As for the graphing aspect of the question, if you have three-dimensional graphing software, you can plot the function f(x, y) = x^2 + xy + y^2 + 2y in the x-y plane to visualize the function and observe the critical point at (-1/3, 2/3). The graph will reveal the shape of the surface and the behavior of the function.
To find the local maximum and minimum values and saddle points of the function f(x, y) = x^2 + xy + y^2 + 2y, we need to find the critical points and evaluate the second-order partial derivatives. Let's go step-by-step:
Step 1: Find the gradient of f(x, y)
The gradient of f(x, y) is given by ∇f(x, y) = [∂f/∂x, ∂f/∂y].
Taking partial derivatives with respect to x and y, we have:
∂f/∂x = 2x + y
∂f/∂y = x + 2y + 2
Step 2: Find the critical points
The critical points occur where the gradient is equal to zero.
Setting ∂f/∂x = 0 and ∂f/∂y = 0, we have the system of equations:
2x + y = 0
x + 2y + 2 = 0
Solving this system of equations, we find the critical point:
x = -2/3, y = 4/3
Step 3: Evaluate the second-order partial derivatives
Now, we need to compute the second-order partial derivatives for the Hessian matrix.
∂²f/∂x² = 2
∂²f/∂y² = 2
And,
∂²f/∂x∂y = ∂²f/∂y∂x = 1
Step 4: Determine the nature of the critical point
Using the Hessian matrix, we can classify the critical point as either local maximum, minimum, or saddle point.

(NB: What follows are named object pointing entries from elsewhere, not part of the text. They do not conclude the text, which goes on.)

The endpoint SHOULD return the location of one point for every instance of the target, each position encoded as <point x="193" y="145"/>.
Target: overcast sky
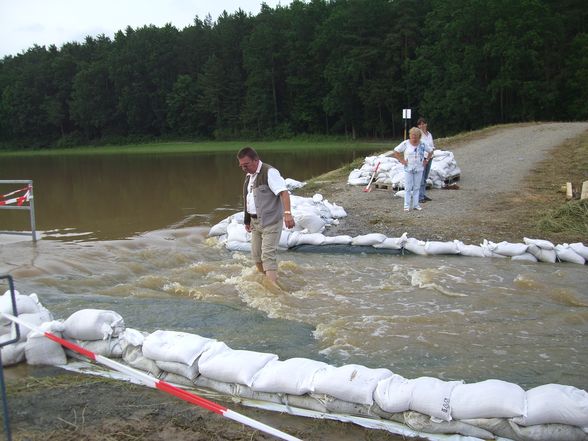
<point x="24" y="23"/>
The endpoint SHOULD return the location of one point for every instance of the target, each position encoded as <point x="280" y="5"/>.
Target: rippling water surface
<point x="446" y="316"/>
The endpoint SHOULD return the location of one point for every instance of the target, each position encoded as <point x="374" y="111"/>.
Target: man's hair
<point x="247" y="151"/>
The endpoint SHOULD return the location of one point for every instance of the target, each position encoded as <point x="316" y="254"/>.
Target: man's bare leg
<point x="272" y="276"/>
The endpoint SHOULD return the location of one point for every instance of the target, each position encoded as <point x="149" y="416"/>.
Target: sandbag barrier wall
<point x="486" y="410"/>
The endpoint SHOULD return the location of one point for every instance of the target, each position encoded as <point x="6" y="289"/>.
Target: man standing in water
<point x="266" y="208"/>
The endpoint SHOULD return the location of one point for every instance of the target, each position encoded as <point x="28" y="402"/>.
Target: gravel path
<point x="493" y="170"/>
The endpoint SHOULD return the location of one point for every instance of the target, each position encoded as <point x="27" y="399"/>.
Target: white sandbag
<point x="284" y="236"/>
<point x="469" y="250"/>
<point x="180" y="347"/>
<point x="393" y="394"/>
<point x="545" y="244"/>
<point x="24" y="304"/>
<point x="525" y="257"/>
<point x="392" y="243"/>
<point x="556" y="403"/>
<point x="181" y="369"/>
<point x="234" y="245"/>
<point x="352" y="382"/>
<point x="567" y="254"/>
<point x="311" y="239"/>
<point x="338" y="240"/>
<point x="435" y="247"/>
<point x="579" y="248"/>
<point x="13" y="353"/>
<point x="542" y="254"/>
<point x="488" y="399"/>
<point x="40" y="350"/>
<point x="133" y="356"/>
<point x="294" y="376"/>
<point x="424" y="423"/>
<point x="336" y="211"/>
<point x="110" y="348"/>
<point x="432" y="396"/>
<point x="310" y="222"/>
<point x="33" y="319"/>
<point x="221" y="363"/>
<point x="415" y="246"/>
<point x="236" y="233"/>
<point x="293" y="184"/>
<point x="93" y="324"/>
<point x="368" y="239"/>
<point x="510" y="249"/>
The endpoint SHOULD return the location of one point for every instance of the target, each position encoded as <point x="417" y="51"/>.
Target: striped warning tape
<point x="20" y="200"/>
<point x="159" y="384"/>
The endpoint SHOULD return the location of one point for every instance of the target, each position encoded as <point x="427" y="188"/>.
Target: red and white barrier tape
<point x="18" y="200"/>
<point x="159" y="384"/>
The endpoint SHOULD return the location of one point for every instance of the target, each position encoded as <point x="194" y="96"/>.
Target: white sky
<point x="24" y="23"/>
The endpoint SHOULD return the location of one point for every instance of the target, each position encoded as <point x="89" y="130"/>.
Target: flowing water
<point x="130" y="234"/>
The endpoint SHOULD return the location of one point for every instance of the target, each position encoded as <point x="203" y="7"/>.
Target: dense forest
<point x="318" y="67"/>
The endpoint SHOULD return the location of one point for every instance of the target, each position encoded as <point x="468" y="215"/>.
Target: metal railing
<point x="30" y="207"/>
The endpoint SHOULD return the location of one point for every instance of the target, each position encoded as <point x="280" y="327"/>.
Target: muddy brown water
<point x="129" y="233"/>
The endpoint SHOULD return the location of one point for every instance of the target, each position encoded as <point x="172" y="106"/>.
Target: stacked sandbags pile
<point x="311" y="215"/>
<point x="391" y="172"/>
<point x="484" y="410"/>
<point x="32" y="346"/>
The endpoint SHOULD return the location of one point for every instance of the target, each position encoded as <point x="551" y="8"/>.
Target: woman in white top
<point x="427" y="138"/>
<point x="411" y="153"/>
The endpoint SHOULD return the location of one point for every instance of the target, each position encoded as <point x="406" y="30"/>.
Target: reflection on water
<point x="448" y="317"/>
<point x="112" y="197"/>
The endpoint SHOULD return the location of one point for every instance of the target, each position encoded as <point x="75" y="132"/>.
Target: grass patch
<point x="571" y="218"/>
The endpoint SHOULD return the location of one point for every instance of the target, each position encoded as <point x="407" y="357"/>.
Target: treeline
<point x="317" y="67"/>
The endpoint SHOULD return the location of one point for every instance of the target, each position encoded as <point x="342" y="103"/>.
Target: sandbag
<point x="415" y="246"/>
<point x="181" y="347"/>
<point x="93" y="324"/>
<point x="393" y="394"/>
<point x="338" y="240"/>
<point x="579" y="248"/>
<point x="294" y="376"/>
<point x="353" y="383"/>
<point x="432" y="396"/>
<point x="509" y="249"/>
<point x="525" y="257"/>
<point x="555" y="403"/>
<point x="469" y="250"/>
<point x="181" y="369"/>
<point x="40" y="350"/>
<point x="567" y="254"/>
<point x="13" y="353"/>
<point x="544" y="244"/>
<point x="488" y="399"/>
<point x="221" y="363"/>
<point x="434" y="247"/>
<point x="542" y="254"/>
<point x="368" y="239"/>
<point x="24" y="305"/>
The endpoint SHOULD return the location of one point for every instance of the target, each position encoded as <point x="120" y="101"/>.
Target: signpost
<point x="406" y="115"/>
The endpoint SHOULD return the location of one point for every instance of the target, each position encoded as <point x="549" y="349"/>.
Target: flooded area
<point x="130" y="234"/>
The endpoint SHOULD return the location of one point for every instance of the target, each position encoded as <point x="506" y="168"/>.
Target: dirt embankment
<point x="510" y="176"/>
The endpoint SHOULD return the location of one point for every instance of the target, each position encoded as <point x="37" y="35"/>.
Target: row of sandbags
<point x="485" y="409"/>
<point x="391" y="172"/>
<point x="314" y="215"/>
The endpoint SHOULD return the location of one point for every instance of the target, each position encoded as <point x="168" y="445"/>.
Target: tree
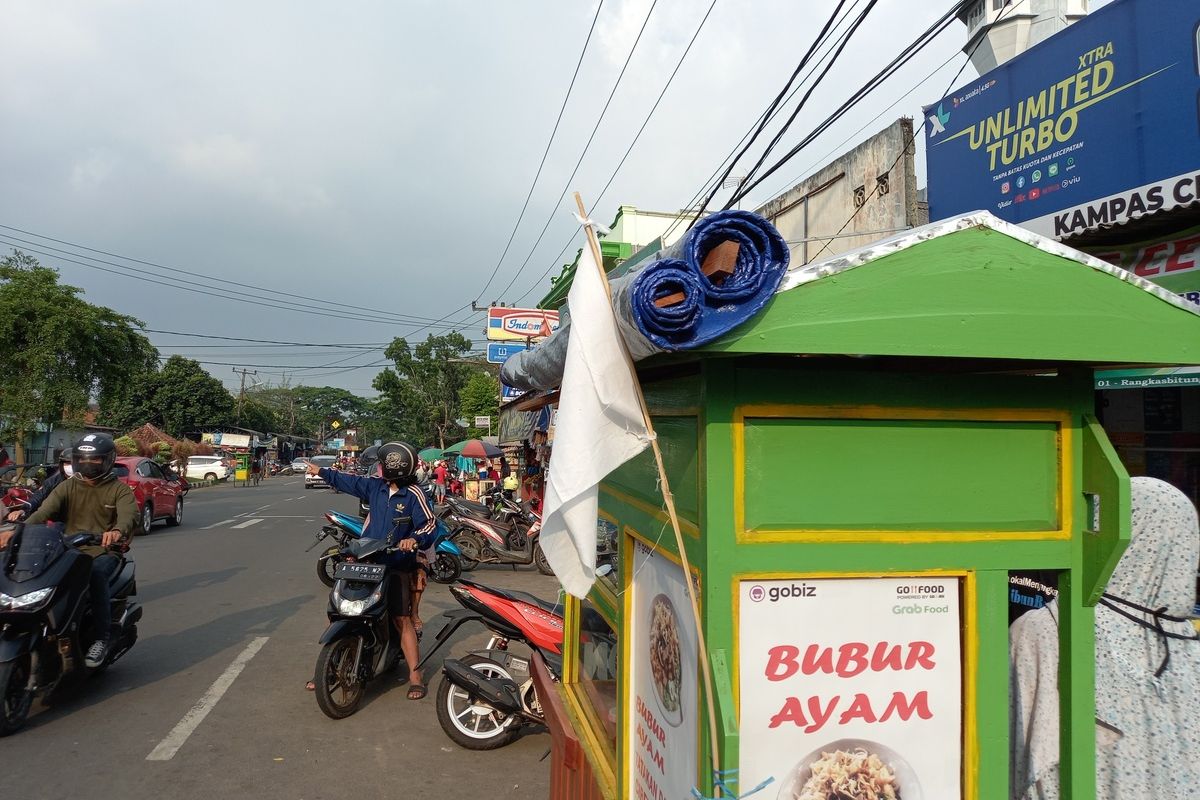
<point x="425" y="386"/>
<point x="481" y="397"/>
<point x="179" y="398"/>
<point x="59" y="350"/>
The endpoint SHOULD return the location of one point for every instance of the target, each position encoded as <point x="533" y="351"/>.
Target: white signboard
<point x="851" y="679"/>
<point x="664" y="699"/>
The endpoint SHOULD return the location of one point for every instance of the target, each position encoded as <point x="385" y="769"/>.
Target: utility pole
<point x="241" y="392"/>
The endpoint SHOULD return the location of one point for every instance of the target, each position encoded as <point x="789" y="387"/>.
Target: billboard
<point x="1095" y="126"/>
<point x="505" y="324"/>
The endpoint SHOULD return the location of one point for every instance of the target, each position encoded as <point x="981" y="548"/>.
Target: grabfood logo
<point x="774" y="594"/>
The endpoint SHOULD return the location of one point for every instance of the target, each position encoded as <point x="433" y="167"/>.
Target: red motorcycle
<point x="487" y="697"/>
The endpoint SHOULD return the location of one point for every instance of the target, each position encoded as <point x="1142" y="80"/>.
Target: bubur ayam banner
<point x="1097" y="125"/>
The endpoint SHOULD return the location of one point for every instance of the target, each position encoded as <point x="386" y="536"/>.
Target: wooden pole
<point x="669" y="498"/>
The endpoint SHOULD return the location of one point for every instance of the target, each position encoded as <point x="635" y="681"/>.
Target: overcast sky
<point x="377" y="154"/>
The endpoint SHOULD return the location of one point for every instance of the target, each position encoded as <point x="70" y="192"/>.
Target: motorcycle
<point x="490" y="541"/>
<point x="46" y="612"/>
<point x="360" y="642"/>
<point x="486" y="697"/>
<point x="444" y="567"/>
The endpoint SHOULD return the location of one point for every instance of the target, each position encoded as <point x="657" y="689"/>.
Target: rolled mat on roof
<point x="672" y="304"/>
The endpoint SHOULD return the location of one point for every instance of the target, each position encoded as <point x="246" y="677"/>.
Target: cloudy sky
<point x="375" y="156"/>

The determinant of the Hessian matrix is:
D = (∂²f/∂x²)(∂²f/∂y²) - (∂²f/∂x∂y)(∂²f/∂y∂x) = (2)(2) - (1)(1) = 3
The trace of the Hessian matrix is:
T = ∂²f/∂x² + ∂²f/∂y² = 2 + 2 = 4
The discriminant of the Hessian matrix is:
D = T^2 - 4D = 4^2 - 4(3) = 16 - 12 = 4
Using the discriminant, we can determine the nature of the critical point:
If D > 0 and T > 0, then the critical point is a local minimum.

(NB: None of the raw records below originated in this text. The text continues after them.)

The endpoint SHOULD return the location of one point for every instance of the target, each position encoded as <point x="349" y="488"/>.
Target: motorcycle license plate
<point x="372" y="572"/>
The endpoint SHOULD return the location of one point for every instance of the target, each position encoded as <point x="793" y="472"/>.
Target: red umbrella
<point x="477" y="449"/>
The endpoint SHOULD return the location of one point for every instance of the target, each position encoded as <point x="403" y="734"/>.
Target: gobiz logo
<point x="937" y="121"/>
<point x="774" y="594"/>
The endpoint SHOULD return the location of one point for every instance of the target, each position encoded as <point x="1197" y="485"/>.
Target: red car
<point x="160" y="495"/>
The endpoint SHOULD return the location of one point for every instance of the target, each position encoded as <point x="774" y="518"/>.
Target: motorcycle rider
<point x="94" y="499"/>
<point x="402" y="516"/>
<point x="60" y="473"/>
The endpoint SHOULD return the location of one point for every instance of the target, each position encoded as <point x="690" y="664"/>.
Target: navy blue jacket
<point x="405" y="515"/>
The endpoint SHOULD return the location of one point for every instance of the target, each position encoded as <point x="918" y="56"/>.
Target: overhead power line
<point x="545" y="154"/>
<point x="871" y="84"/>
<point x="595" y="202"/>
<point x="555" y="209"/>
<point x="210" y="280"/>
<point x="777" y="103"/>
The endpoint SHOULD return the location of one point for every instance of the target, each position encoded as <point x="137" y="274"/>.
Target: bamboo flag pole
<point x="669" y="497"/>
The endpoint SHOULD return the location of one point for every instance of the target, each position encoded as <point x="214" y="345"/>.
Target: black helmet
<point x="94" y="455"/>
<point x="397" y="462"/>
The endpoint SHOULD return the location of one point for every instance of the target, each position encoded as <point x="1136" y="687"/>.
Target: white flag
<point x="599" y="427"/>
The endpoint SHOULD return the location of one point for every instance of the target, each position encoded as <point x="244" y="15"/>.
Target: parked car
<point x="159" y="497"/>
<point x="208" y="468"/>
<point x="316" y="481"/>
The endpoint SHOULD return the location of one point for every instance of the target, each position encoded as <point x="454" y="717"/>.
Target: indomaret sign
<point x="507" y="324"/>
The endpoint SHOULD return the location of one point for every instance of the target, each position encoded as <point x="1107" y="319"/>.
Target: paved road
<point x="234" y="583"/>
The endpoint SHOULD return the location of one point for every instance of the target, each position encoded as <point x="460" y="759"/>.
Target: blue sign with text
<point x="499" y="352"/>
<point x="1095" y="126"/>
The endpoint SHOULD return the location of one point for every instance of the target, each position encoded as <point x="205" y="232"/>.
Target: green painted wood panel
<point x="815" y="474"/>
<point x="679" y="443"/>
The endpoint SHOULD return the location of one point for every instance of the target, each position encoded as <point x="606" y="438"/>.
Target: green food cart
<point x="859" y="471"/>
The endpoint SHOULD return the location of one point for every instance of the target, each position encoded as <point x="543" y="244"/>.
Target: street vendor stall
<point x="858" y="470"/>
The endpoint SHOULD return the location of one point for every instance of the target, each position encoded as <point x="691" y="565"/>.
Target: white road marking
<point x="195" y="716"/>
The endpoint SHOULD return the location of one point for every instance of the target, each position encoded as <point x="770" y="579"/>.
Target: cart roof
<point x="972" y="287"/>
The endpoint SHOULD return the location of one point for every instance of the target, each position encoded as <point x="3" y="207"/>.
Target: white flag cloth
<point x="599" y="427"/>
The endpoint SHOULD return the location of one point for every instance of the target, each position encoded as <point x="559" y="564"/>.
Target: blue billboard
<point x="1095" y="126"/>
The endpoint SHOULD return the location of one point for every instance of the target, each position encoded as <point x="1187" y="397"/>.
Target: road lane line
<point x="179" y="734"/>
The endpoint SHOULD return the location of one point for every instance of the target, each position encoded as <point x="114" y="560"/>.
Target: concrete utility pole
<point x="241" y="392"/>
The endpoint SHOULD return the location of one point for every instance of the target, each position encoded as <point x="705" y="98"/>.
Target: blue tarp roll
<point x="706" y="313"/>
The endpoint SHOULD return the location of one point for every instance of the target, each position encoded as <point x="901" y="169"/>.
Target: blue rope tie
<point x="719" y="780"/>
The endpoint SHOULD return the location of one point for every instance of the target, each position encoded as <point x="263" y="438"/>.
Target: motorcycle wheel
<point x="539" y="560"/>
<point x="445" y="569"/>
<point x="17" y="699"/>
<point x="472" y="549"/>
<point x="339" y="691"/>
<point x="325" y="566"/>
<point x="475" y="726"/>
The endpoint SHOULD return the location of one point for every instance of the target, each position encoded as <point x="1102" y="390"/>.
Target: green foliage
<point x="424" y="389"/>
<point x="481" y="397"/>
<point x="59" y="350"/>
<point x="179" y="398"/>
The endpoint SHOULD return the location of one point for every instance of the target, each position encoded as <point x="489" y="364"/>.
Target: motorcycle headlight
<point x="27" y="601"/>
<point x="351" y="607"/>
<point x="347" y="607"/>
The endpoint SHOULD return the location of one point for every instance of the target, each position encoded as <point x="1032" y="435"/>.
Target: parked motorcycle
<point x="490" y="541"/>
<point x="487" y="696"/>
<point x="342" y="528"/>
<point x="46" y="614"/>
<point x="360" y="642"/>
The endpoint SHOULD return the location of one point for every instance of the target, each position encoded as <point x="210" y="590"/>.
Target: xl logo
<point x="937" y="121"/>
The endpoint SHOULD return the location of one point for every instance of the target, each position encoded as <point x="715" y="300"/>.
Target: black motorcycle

If D > 0 and T < 0, then the critical point is a local maximum.
If D < 0, then the critical point is a saddle point.
For our function, D = 4 > 0 and T = 4 > 0, so the critical point (-2/3, 4/3) is a local minimum.
Therefore, the local minimum is (-2/3, 4/3), and there are no local maximum or saddle points.
Please note that we can't provide a graph as we're text-based AI, but you can use three-dimensional graphing software to visualize the function.